Among wiretaps played at trial were some that captured Blagojevich discussing a scheme to appoint a longtime political adversary to the post, then U.S. Rep. Jesse Jackson Jr., in exchange for $1.5 million in political donations.
Prosecutors said they arrested Blagojevich in December 2008 to prevent him from pulling the trigger on that deal.
“I’m in prison for practicing politics,” read the headline on the article by the former Illinois governor.
Blagojevich and his legal team also made the “politics as usual, nothing to see here” argument during his trials, but such claims were soundly rejected by federal jurors. Over two trials, they convicted him of multiple criminal counts stemming from his conduct in office.

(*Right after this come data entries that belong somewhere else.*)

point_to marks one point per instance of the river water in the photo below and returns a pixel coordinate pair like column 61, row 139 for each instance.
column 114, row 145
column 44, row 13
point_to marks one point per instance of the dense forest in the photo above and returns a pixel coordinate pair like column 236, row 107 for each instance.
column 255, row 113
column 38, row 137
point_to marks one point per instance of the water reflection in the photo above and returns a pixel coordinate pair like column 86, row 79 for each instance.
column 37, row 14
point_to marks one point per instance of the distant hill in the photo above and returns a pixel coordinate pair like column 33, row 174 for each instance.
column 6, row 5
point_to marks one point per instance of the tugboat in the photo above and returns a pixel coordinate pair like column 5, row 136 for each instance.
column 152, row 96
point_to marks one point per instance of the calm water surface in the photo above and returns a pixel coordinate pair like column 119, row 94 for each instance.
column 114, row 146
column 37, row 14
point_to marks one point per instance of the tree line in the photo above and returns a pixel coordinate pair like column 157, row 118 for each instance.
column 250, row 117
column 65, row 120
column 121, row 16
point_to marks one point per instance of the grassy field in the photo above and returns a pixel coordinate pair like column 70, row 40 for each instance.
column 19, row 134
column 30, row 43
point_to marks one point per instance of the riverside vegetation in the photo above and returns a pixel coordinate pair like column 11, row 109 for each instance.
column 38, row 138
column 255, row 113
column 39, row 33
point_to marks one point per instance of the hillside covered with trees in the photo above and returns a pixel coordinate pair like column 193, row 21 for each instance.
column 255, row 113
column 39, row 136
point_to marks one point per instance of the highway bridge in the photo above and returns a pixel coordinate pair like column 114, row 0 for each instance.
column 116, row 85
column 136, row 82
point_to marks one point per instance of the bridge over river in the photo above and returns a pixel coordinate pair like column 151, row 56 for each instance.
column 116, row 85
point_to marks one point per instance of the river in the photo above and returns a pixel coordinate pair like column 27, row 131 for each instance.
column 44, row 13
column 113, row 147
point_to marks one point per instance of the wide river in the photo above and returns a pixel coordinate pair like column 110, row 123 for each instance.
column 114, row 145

Much of the evidence presented at those trials stemmed from court-ordered wiretaps on which Blagojevich was heard scheming to carry out the very crimes for which he was convicted.
Blagojevich was contrite about his actions at his sentencing, appearing to own up to misdeeds. Now, in playing the victim card, he is attempting to take that all back. But Blagojevich’s own words and deeds proved his undoing.
Illinois has certainly suffered its share of public corruption, and skepticism about politicians abounds. But Blagojevich’s “everybody does it” argument seems an over-the-top exercise in desperation and self-pity.
We give his claims our lowest credibility rating, Pants On Fire!